The sdhci(4) driver has been added. This supports PCI devices with class 8 and subclass 5 according to the SD Host Controller Specification.

The sdhci(4) driver now supports kernel dumping and a sysctl variable hw.sdhci.debug for debug level.

The twa(4) driver now supports 64-bit DMA.

The mmc(4) mmcsd(4), and sdhci(4) driver are now included as kernel modules.


2.2.5 File Systems

The semantics of acl(3) extended access control lists has been changed as follows:

  • The inode modification time (mtime) is not updated when extended attributes are added, modified, or removed.

  • The inode access time (atime) is not updated when extended attributes are queried.

The FreeBSD NFS file system now supports a sysctl variable vfs.nfs.prime_access_cache to determine whether or not nfs_getattr() will use an ACCESS RPC to prime the access cache instead of a simple GETATTR RPC. This is because on many NFS servers an ACCESS RPC is much more expensive to service than a GETATTR RPC for files in an NFSv3 mount. The sysctl variable is enabled by default to maintain the previous behavior.

The FreeBSD UDF file system now supports a fifo.

The shared vnode locking for pathname lookups in the VFS(9) subsystem has been improved. This is disabled by default. Setting a sysctl variable vfs.lookup_shared to 1 enables it for better performance. Note that the LOOKUP_SHARED kernel option equivalent to the sysctl variable has been removed.


2.3 Userland Changes

A bug in the atacontrol(8) utility, which prevents it from working when /usr is not mounted or invoked from /rescue, has been fixed.

The btpand(8) daemon from NetBSD has been added. This daemon provides support for Bluetooth Network Access Point (NAP), Group Ad-hoc Network (GN) and Personal Area Network User (PANU) profiles.

The ncal(1) utility now supports multibyte characters.

The config(8) utility now supports multiple makeoption lines.

The csup(1) utility now supports CVSMode to fetch a complete CVS repository. Note that the rsync transfer mode is currently disabled.

The dirname(1) utility now accepts multiple arguments in the same way that basename(1) does.

The du(1) utility now supports an -l flag. When specified, the du(1) utility counts a file with multiple hard links as multiple different files.

The du(1) utility now supports an -A flag to display the apparent size instead of the disk usage. This can be helpful when operating on compressed volumes or sparse files.

The du(1) utility now supports a -B blocksize option to calculate block counts in blocks of blocksize bytes. This is different from the -k or -m options or setting BLOCKSIZE and gives an estimate of how much space the examined file hierarchy would require on a file system with the given blocksize. Unless in -A mode, blocksize is rounded up to the next multiple of 512.
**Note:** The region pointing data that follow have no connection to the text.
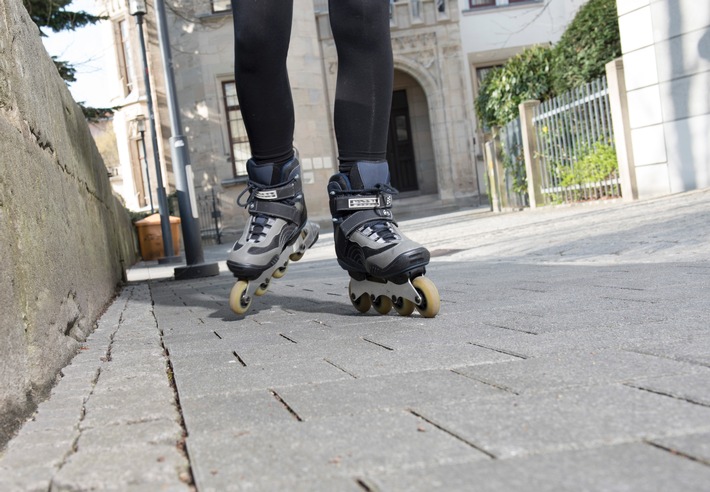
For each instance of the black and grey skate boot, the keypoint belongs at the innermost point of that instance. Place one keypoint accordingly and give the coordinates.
(386, 267)
(277, 230)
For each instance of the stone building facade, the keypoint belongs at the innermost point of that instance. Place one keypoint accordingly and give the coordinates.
(431, 150)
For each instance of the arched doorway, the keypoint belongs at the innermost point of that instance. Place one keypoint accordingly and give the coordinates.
(410, 151)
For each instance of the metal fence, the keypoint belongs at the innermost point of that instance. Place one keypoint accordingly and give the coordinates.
(575, 143)
(210, 218)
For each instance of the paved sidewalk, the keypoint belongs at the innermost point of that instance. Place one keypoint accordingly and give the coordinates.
(572, 352)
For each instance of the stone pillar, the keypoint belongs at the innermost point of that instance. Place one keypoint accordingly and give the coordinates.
(622, 131)
(532, 164)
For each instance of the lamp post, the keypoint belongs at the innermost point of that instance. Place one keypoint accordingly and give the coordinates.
(140, 126)
(194, 256)
(137, 8)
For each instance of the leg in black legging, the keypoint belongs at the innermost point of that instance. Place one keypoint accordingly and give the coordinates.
(262, 30)
(363, 97)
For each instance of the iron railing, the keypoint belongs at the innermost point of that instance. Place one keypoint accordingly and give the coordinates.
(575, 143)
(210, 218)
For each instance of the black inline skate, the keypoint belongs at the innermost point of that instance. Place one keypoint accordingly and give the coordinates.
(277, 230)
(386, 268)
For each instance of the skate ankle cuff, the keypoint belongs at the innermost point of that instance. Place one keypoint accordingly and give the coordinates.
(352, 201)
(362, 217)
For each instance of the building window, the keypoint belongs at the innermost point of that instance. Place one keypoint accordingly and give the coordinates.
(221, 6)
(125, 58)
(238, 139)
(477, 4)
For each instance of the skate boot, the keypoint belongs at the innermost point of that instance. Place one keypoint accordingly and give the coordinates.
(386, 269)
(277, 230)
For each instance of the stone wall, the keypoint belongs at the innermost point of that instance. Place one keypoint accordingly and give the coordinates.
(65, 240)
(666, 51)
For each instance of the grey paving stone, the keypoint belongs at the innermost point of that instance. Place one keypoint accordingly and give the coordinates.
(128, 406)
(393, 392)
(154, 432)
(550, 373)
(566, 420)
(205, 379)
(321, 448)
(692, 387)
(157, 467)
(419, 358)
(695, 446)
(620, 468)
(30, 479)
(212, 413)
(697, 352)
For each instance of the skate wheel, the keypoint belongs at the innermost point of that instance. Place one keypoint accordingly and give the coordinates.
(404, 307)
(382, 304)
(431, 302)
(280, 272)
(238, 300)
(262, 288)
(362, 303)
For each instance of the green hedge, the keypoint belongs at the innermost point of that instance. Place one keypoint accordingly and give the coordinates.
(589, 42)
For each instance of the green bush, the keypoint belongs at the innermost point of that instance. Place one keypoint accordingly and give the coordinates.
(524, 76)
(595, 165)
(589, 42)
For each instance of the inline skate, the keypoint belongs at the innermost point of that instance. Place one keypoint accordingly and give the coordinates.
(277, 230)
(386, 268)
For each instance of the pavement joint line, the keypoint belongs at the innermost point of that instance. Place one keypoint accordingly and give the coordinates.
(675, 452)
(378, 344)
(453, 434)
(170, 374)
(286, 405)
(488, 383)
(669, 395)
(287, 338)
(492, 325)
(362, 483)
(340, 368)
(239, 359)
(95, 380)
(500, 351)
(662, 356)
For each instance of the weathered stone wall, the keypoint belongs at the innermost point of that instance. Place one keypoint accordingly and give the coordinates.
(64, 239)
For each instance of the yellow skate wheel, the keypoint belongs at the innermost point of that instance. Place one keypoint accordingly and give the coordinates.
(238, 300)
(404, 307)
(262, 288)
(382, 304)
(362, 303)
(280, 272)
(431, 302)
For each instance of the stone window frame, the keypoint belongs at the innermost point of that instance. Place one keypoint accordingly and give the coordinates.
(239, 169)
(476, 5)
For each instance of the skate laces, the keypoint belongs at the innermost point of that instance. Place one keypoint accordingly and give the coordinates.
(259, 224)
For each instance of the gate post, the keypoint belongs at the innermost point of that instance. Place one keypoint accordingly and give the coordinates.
(619, 105)
(532, 162)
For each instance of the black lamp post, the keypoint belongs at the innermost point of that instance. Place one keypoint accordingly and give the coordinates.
(137, 8)
(194, 255)
(140, 126)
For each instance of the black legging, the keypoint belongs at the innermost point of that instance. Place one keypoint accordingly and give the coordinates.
(363, 95)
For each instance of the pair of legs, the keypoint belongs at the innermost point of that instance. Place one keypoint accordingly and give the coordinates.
(361, 31)
(385, 267)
The dumpfs(8) utility now supports an -f flag, which causes it to list all free fragments in the file system by fragment (block) number. This new mode does the necessary arithmetic to generate absolute fragment numbers rather than the cg-relative numbers printed in the default mode.

If -f is passed once, contiguous fragment ranges are collapsed into an X-Y format as free block lists are currently printed in regular dumpfs output. If specified twice, all block numbers are printed individually, allowing both compact and more script-friendly representation.

The fetch(1) utility now supports an -i flag which supports the If-Modified-Since HTTP 1.1 request. If specified it will cause the file to be downloaded only if it is more recent than the mtime of the local file. Also, libfetch now accepts the mtime in the url structure and a flag to indicate when this behavior is desired.

The fsck(8) utility now supports a -C flag for check clean mode. This checks if the file system was dismounted cleanly first and then skip file system checks if true. Otherwise it does full checks.

The fsck(8) utility now supports a -D flag for damaged recovery mode, which will enable certain aggressive operations that can make fsck(8) to survive with file systems that has very serious data damage. This is a useful last resort when on disk data damage is very serious and causes fsck(8) to crash.

The getaddrinfo(3) function now supports SCTP.

A bug was fixed in the ipfw(8) utility which displays extra messages for a NAT rule even when a -q flag is specified.

The ln(1) utility now supports a -w flag to check if the source file actually exists. When the flag is specified and the file does not exist, ln(1) will issue a warning message.

The make(1) utility now supports a -p flag to print the input graph only, without executing any commands. The output is the same as -d g1. When combined with -f /dev/null, only the built-in rules of make are displayed.

The make(1) utility now supports a -Q flag to cause file banners not to be generated in addition to the same effect of a -q flag when a -j option is specified.

The make(1) utility now supports the .MAKE.JOB.PREFIX variable. If -j and -v are specified, its output for each target is prefixed with a token --- target --- the first part of which can be controlled via the variable.

The make(1) utility now supports .MAKE.PID and .MAKE.PPID variable. These are set to process ID of the make(1) process and its parent process respectively.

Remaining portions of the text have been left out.